Post-tender settlement sequence: Day 0 (Pricing date): Final NAV calculated incorporating all portfolio positions, expense accruals, and income. Day 1-2 (Confirmation): Fund processes tender requests, calculates proration if applicable, generates shareholder confirmations showing: shares tendered, shares accepted (post-proration), NAV per share, total proceeds, settlement date. Confirmations mailed/emailed within 48 hours of pricing. Day 3-5 (Payment processing): Fund liquidates portfolio positions if needed to fund redemptions (most funds maintain 3-10% cash reserve specifically for tenders avoiding forced sales). Payment instructions verified—wire transfer details, check mailing addresses. Day 5-7 (Settlement): Proceeds distributed via: wire transfer (most common for institutional/large shareholders, same-day receipt), ACH transfer (2-3 day settlement), physical check (7-10 day mail delivery, declining in usage).

Liquidity management and portfolio sales: Pre-tender positioning: Funds typically increase cash positions 2-4 weeks before tender deadline: Selling highly liquid positions (public securities, government bonds) to raise 2-5% cash buffer above normal levels, reducing new investment commitments to preserve dry powder, accelerating distributions from portfolio companies/properties (requesting scheduled payments early if possible). Post-tender adjustment: If redemptions exceed expectations (high proration), fund may: Sell additional liquid positions post-tender to replenish cash (5-10% of portfolio turnover), draw credit facilities temporarily (most interval funds maintain $10M-$100M+ revolving lines for redemption funding), defer new investments until cash rebuilt (1-2 quarters).

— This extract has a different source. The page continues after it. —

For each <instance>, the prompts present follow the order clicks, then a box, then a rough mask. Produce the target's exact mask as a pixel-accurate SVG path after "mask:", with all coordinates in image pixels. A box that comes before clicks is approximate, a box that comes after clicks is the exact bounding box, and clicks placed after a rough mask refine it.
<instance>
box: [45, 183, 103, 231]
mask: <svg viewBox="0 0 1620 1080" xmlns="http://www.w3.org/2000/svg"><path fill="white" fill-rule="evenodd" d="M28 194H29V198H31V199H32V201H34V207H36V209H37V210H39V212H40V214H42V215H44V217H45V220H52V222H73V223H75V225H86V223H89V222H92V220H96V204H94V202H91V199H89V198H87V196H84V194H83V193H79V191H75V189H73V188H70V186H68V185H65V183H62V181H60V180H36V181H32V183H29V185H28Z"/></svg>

Share cancellation and outstanding share count: Mechanics: Repurchased shares retired/cancelled, not held as treasury shares. Reduces total outstanding shares proportionally. Example: Fund with 10M shares outstanding repurchases 500K shares (5%), outstanding shares become 9.5M, each remaining share represents 1/9.5M ownership (vs 1/10M previously) = 5.26% increase in ownership percentage. Economic impact: Remaining shareholders experience slight ownership concentration (good if portfolio appreciating, bad if declining), NAV per share unchanged (total NAV and share count both decline 5%, ratio constant), expense ratio potentially increases (fixed costs spread over fewer shares, though typically minimal 0.01-0.05% impact).

Reporting and recordkeeping: Shareholder communications: Post-tender reports distributed showing: Total shares tendered, Total shares accepted, Proration percentage if applicable, Settlement amounts by shareholder, NAV used for pricing. Regulatory filings: Form N-CSR (semi-annual reports) includes: Tender history (dates, percentages offered, participation rates, proration rates), Portfolio turnover attributable to tender-driven sales, Expense impacts from tender operations. Form N-PORT (monthly holdings report) filed 60 days after month-end showing: Portfolio composition before and after tenders, Cash levels and liquidity metrics, Valuation methodologies for Level 3 assets used in tender pricing. Records retention: SEC requires 6-year retention of: Tender notices and shareholder requests, NAV calculations and supporting documentation, Board meeting minutes approving tenders, Third-party valuation reports. Auditors review annually as part of financial statement audits.